COVID-19 has changed every aspect of our personal and professional lives.

In the midst of this pandemic, we still have an opioid epidemic. It is not one thing unfortunately, and the Centers for Disease Control and Prevention (CDC) describe three distinct waves of opioid-related overdose deaths.

Centers for Disease Control and Prevention

Given the complexity of the opioid epidemic, we have to keep working within our spheres of influence. For those of us in anesthesiology, that means focusing on surgical patients: improving their outcomes and providing effective perioperative pain management along with opioid stewardship.

Dr. Chad Brummett and his colleagues at Michigan OPEN have been leading the way in procedure-specific opioid prescribing recommendations. Their process, which takes into account data from the Collaborative Quality Initiative (CQI), published studies, and expert input, specifically focuses on the perioperative care of patients who are not taking any opioids prior to surgery.

Continue reading We Still Have an Opioid Epidemic

Through multimodal analgesia, we prevent and treat pain in a variety of ways without depending solely on opioids.

At our institution, we offer patients regional anesthesia and have been able to decrease the amount of opioid pills that patients are given when they leave the hospital by basing the prescription on how much they use the prior day. Patients participate in this process, and we give them clear instructions on how to safety taper their opioids at home.

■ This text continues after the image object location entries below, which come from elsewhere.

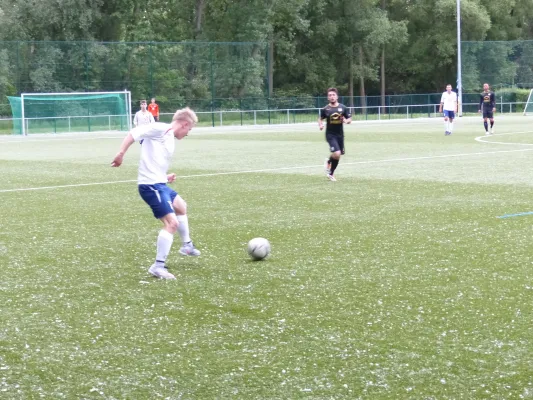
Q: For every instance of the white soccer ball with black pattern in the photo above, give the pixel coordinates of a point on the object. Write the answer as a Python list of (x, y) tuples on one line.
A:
[(258, 248)]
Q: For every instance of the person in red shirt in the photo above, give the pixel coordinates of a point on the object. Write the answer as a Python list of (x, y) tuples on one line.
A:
[(154, 109)]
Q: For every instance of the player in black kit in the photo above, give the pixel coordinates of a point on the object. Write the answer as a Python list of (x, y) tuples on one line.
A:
[(487, 105), (335, 115)]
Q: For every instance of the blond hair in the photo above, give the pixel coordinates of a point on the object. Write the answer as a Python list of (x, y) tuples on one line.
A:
[(186, 114)]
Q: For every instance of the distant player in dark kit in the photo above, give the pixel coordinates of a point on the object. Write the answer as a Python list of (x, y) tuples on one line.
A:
[(335, 115), (487, 105)]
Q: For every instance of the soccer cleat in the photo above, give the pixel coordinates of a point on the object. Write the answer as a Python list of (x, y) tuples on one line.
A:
[(160, 272), (188, 249), (327, 166)]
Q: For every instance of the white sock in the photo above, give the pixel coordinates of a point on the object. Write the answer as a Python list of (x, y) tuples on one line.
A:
[(164, 243), (183, 228)]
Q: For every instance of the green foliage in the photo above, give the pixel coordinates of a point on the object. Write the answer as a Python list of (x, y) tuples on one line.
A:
[(316, 43)]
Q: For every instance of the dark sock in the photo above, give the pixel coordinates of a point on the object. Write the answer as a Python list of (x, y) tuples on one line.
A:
[(334, 164)]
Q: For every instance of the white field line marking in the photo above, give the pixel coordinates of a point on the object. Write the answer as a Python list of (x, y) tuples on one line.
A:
[(482, 139), (277, 169)]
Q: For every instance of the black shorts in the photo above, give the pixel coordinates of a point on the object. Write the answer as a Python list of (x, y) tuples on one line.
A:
[(488, 114), (336, 142)]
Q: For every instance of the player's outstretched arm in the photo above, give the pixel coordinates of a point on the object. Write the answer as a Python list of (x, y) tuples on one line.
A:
[(126, 143)]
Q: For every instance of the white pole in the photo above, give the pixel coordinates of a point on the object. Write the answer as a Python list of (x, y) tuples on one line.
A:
[(459, 76)]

As a representative of the American Society of Anesthesiologists (ASA), I have been able to collaborate with surgical societies such as the American Society of Breast Surgeons and the American Academy of Orthopaedic Surgeons to develop pain management recommendations and toolkits that emphasize multimodal analgesia, use of regional anesthesia techniques for targeted non-opioid pain management when it is available, and opioid safety in the hospital and at home.

ASA-AAOS Pain Alleviation Toolkit

I also represent ASA as a member of the National Academy of Medicine (NAM) Action Collaborative Countering the U.S. Opioid Epidemic. The first discussion paper from the NAM pain management workgroup was released on Aug 10: Best Practices, Research Gaps, and Future Priorities to Support Tapering Patients on Long-Term Opioid Therapy for Chronic Non-Cancer Pain in Outpatient Settings. This paper highlights best practices in opioid tapering and identifies evidence gaps to drive future research.

Despite the massive amount of resources, human effort, and time dedicated to the fight against COVID-19, we have still managed to make progress in decreasing opioid-related risk in the perioperative period. However, there is still a lot of work left to do, and our patients are depending on us.